Be it enacted by the Legislature of West Virginia:
That article three, chapter sixty-one of the code of West
Virginia, one thousand nine hundred thirty-one, as amended, be
amended by adding thereto five new sections, designated sections thirty-nine-m, thirty-nine-n, thirty-nine-o, thirty-nine-p and
thirty-nine-q, to read as follows:
ARTICLE 3. CRIMES AGAINST PROPERTY.
§ 61-3-39m. Creation and operation of a program for worthless
check offenders; acceptance of person in program.
(a) A prosecuting attorney may create within his or her office
a worthless check restitution program for persons who have violated
sections thirty-nine and thirty-nine-a of this article. This
program may be conducted by the prosecuting attorney in conjunction
with a law enforcement agency, or by a private entity under
contract with the prosecuting attorney.
(b) The prosecuting attorney may adopt standards to determine
the appropriateness of an individual case for the program. These
standards must include the prosecuting attorney considering the
following factors:
(1) The amount of the check, draft or order made, drawn,
issued, uttered or delivered;
(2) The person's prior criminal record;
(3) The number of times the person has participated in the
program; and
(4) The number of warrants or cases pending against the person
for violations of sections thirty-nine and thirty-nine-a of this article.
(c) Except as provided in section thirty-nine-o of this
article, nothing in this section shall preclude the prosecuting
attorney from prosecuting violations of sections thirty-nine and
thirty-nine-a of this article.
§
61-3-39n. Notice to persons accepted to the worthless check
restitution program.
(a) Upon approval of an individual case for referral to the
worthless check restitution program, a representative of the
program shall send a notice by registered or certified mail to the
person named in the complaint or warrant.

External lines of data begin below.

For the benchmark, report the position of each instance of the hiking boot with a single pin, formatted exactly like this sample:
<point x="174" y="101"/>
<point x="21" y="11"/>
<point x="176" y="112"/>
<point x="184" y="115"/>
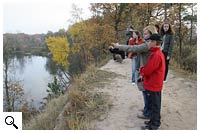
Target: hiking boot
<point x="141" y="116"/>
<point x="149" y="128"/>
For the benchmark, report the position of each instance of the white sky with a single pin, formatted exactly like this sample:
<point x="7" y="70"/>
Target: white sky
<point x="32" y="18"/>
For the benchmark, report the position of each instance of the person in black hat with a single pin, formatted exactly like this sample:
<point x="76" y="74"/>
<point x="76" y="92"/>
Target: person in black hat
<point x="153" y="75"/>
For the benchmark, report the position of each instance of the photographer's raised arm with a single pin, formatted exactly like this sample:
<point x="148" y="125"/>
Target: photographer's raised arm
<point x="133" y="48"/>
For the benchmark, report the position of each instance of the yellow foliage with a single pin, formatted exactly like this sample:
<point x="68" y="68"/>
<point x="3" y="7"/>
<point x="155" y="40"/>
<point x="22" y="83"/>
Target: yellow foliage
<point x="59" y="47"/>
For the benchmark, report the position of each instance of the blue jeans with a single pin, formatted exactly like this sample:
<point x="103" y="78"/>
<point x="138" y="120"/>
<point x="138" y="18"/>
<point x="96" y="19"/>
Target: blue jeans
<point x="133" y="68"/>
<point x="147" y="101"/>
<point x="155" y="107"/>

(b) This notice must contain:
(1) The date and amount of the check, draft or order;
(2) The name of the payee or holder;
(3) The date before which he or she must contact the
designated representative of the worthless check restitution
program;
(4) A demand for full restitution of the face amount of the
check, draft or order and any fees reflected in the complaint or
warrant as having been imposed on the payee or holder by the
payee's or holder's bank or financial institution; and
(5) A statement that failure to pay restitution and fees may result in criminal prosecution.
§ 61-3-39o. Agreement to suspend prosecution of a person accepted
into the restitution program.
(a) The prosecuting attorney may enter into an agreement with
a participant of the worthless check restitution program to suspend
prosecution for a period to be determined by the prosecuting
attorney.
(b) To remain eligible for the worthless check restitution
program, the participant shall:
(1) Contact a representative of the program before the date
required by the notice sent pursuant to section thirty-nine-n of
this article;
(2) Agree to voluntarily comply with all the program terms;
(3) Complete a class conducted by the prosecuting attorney,
his or her designee, or a private entity under contract with the
prosecuting attorney, which offers offender education and
instruction;
(4) Pay the fee required to participate in the class;
(5) Pay full victim restitution; and
(6) Pay all fees for participation in the program, unless
those fees are waived.
(c) The prosecuting attorney shall agree not to file criminal charges if the participant in the program completes the conditions
of the agreement.
§61-3-39p. Fees for participation in the worthless check
restitution program.
(a) The prosecuting attorney, his or her designee, or a
private entity under contract with the prosecuting attorney may
collect a fee not to exceed one hundred dollars from any person
participating in the worthless check restitution program: Provided,
That where it is determined that a person is indigent and unable to
pay the fee, the prosecuting attorney shall waive the fee for that
person.
(b) The prosecuting attorney, his or her designee, or a
private entity under contract with the prosecuting attorney shall
deposit all fees collected pursuant to subsection (a) of this
section in the worthless check restitution program fund. The fund
is to be an interest-bearing account with any interest earned to be
compounded to the fund. The prosecuting attorney shall administer
the fund and may use money in the fund to pay for costs associated
with the administration of the program or to assist victims of
worthless check crimes. Any money in the fund at the end of each
fiscal year may be expended for other operating needs of the
prosecuting attorney's office, as the prosecuting attorney deems appropriate.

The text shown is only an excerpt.